RE: Canaccord Recommends AUR - DetailSTRONG BUY Aur Resources Inc. (AUR : TSE : $3.24 : Issued 90.7M)
Greg Barnes (416) 869-3092
HIGHLIGHTS
* We expect that Aur Resources will have sufficient cash resources to
make pre-payments on the Quebrada Blanca acquisition facility (US$170
million) as soon as August
* Our forecasts indicate that the company could generate US$30 million
in free cash flow in 2001
Recommendation: STRONG BUY
Target price: $4.50
52-week price range: $3.65-1.75
Shares O/S: basic 90.7M
Working capital: US$75.8M
Long-term debt: US$196M
Market capitalization: C$294M
Enterprise value: C$595M
Sector: Metals & Minerals
Web site address: www.aurresources.com
When Aur Resources acquired the Quebrada Blanca Copper Mine (QB) in
Chile in late-2000, the company assumed a significant level of debt.
As of March 31, 2001, the company was carrying US$205 million in debt
including the current portion of long-term debt and the US$29 million
equity portion of convertible debt). Of the US$205 million debt,
US$170 million comprises the Acquisition Credit Facility provided to
the company by its banking syndicate. The remaining US$35 million is
in the form of convertible debt owed to Teck-Cominco.
The Acquisition Credit Facility is repayable over a period of six and
one-half years via semi-annual payments. Aur is required to re-pay
the US$35 million in convertible debt by December 31, 2003. Aur has
the option of satisfying the $35 million by issuing common shares. It
is our understanding the Aur management does not intend to issue
shares to meet the re-payment to Teck-Cominco.
In 2001, Aur's scheduled principal repayments on the Acquisition
Credit Facility total US$8.48 million (the repayment schedule is
outlined below). US$4.24 million is due June 30 and an equal amount
is due December 31. In addition to scheduled repayments, between 40%
and 100% of excess cash generated by the company is required by the
banks to be utilized to pre-pay the acquisition facility (i.e. cash
sweeps). It is our understanding that these additional repayments are
to be made 45 days following the scheduled repayments. This means
that the first pre-payment on the debt can be made in mid-August.
In 2001, Aur is forecasting capital expenditures totaling
approximately US$16 million. Most of this will be spent at the QB
operation to connect the mine to the national electricity grid and for
other process improvements. The company is also required by its
bankers to maintain cash at the corporate level of US$15-20 million.
At the end of March 2001, the company had US$20.7 million cash at the
corporate level and total consolidated cash of US$46.4 million.
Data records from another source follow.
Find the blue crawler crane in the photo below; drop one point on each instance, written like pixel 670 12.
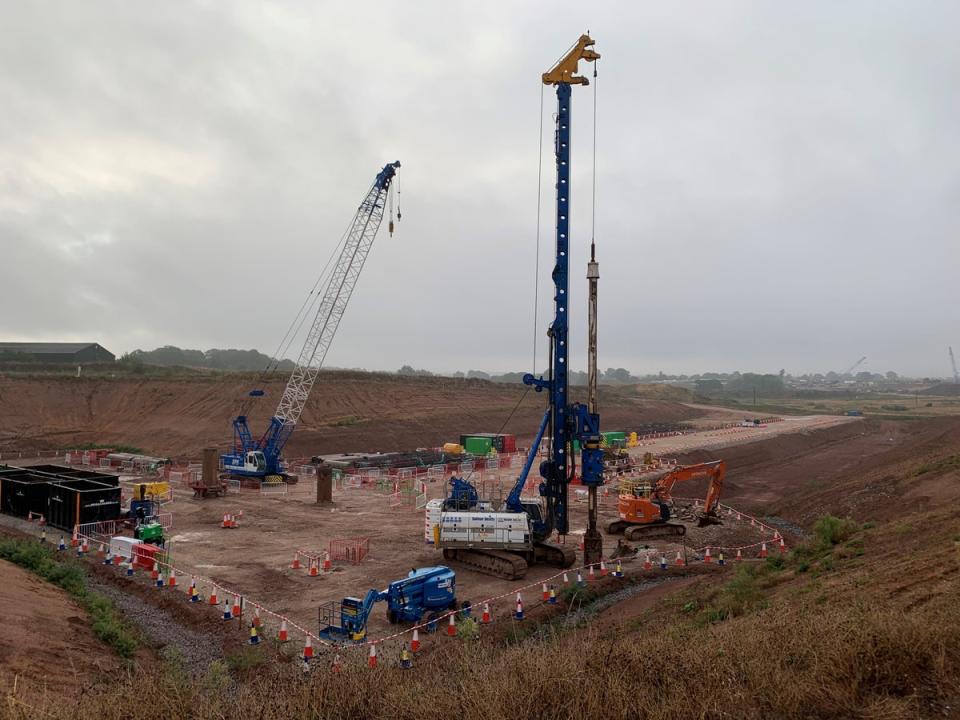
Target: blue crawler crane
pixel 424 590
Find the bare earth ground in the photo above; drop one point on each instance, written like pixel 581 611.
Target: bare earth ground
pixel 347 412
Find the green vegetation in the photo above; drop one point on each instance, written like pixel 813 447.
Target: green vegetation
pixel 42 560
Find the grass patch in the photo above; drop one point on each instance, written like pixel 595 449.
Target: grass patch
pixel 70 576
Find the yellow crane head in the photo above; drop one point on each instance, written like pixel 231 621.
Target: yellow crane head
pixel 565 71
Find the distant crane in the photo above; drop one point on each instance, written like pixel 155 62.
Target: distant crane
pixel 853 367
pixel 260 457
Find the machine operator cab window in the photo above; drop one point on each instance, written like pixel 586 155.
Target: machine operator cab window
pixel 256 461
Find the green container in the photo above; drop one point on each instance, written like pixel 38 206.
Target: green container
pixel 478 446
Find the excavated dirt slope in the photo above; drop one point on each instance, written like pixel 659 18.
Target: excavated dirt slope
pixel 347 411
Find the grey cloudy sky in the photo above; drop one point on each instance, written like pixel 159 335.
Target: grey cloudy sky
pixel 778 183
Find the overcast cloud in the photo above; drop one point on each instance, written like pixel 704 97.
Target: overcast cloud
pixel 778 183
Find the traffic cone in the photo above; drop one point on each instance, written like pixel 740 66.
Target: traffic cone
pixel 618 570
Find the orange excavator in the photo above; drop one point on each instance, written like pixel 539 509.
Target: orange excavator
pixel 644 508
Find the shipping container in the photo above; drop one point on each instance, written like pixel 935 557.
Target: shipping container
pixel 478 445
pixel 79 501
pixel 22 493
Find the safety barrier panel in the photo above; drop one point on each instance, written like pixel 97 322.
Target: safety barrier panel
pixel 351 550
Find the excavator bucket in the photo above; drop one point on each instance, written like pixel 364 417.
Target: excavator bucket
pixel 705 520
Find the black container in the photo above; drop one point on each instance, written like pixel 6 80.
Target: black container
pixel 61 472
pixel 75 502
pixel 22 493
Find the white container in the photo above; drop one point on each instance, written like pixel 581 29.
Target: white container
pixel 123 546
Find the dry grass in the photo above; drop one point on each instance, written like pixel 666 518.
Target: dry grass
pixel 848 636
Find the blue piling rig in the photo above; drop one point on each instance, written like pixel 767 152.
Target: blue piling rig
pixel 563 421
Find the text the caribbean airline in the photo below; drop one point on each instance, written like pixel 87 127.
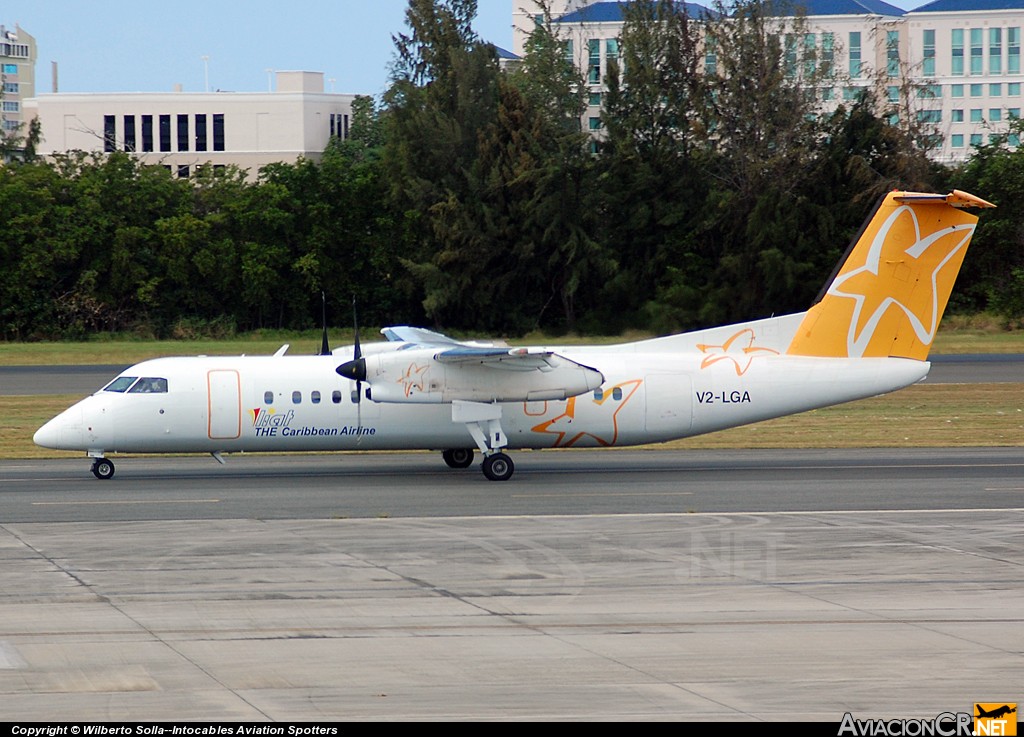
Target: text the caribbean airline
pixel 868 334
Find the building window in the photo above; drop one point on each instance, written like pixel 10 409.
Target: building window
pixel 200 132
pixel 165 133
pixel 129 133
pixel 810 54
pixel 892 53
pixel 1014 50
pixel 957 52
pixel 182 132
pixel 977 50
pixel 110 132
pixel 995 50
pixel 928 68
pixel 146 133
pixel 855 54
pixel 218 131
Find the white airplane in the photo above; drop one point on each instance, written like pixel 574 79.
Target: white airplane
pixel 868 334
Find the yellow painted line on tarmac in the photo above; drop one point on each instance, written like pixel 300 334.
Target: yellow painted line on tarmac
pixel 121 502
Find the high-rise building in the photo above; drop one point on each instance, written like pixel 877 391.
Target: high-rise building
pixel 17 74
pixel 960 58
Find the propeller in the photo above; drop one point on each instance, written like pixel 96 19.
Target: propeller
pixel 355 370
pixel 325 346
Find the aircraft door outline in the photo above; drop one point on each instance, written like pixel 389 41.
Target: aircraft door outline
pixel 223 404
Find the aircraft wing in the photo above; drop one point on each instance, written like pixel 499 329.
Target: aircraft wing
pixel 508 358
pixel 420 336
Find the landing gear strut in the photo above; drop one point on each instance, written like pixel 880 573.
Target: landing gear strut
pixel 102 468
pixel 484 423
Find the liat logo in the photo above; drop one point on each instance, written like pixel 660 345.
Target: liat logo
pixel 995 719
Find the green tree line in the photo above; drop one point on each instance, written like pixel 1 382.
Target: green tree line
pixel 717 186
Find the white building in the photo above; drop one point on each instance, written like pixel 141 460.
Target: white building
pixel 964 56
pixel 17 75
pixel 186 130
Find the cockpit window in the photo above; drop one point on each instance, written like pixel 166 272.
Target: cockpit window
pixel 121 384
pixel 147 385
We expect, notwithstanding low copper prices (spot copper prices were
US$0.75 per pound yesterday on the LME), capital expenditures, and the
requirement to maintain minimum levels of cash, Aur should have the
ability to make prepayments on its long-term debt in August of between
US$4-6 million. We also expect that the company should have the
ability to make another pre-payment in mid-February of 2002. We
believe this speaks to the strong cash flow generating ability of the
QB operation even in a depressed copper price environment. It also
reflects the fact that approximately 70% of Aur's production in 2001
is hedged at a copper price of US$0.87 per pound.
At the end of March 2001, Aur's net debt to net debt plus equity ratio
was 45%. Taking into account both scheduled debt repayments and
pre-payments in 2001, we expect that the ratio should drop to
approximately 40% by December 31, 2001. By mid-2003 (within two
years), we expect that the net debt to net debt plus equity ratio
should fall to below 20%.
Revised EPS, CFPS, and NAV Estimates
Our NAV is C$3.85 using a 10% discount rate and a long term copper
price of US$0.85 per pound. At a US$0.90 per pound long-term copper
price our NAV increases to $4.45 per share and at US$0.95 per pound
our NAV is $5.00 per share (again, both at 10% discount rates). A
US$0.10 per pound increase in the copper price impacts EPS by US$0.16
and CFPS by US$0.25. We are maintaining our STRONG BUY recommendation
and our $4.50 target price (3.5 times 2002 CFPS).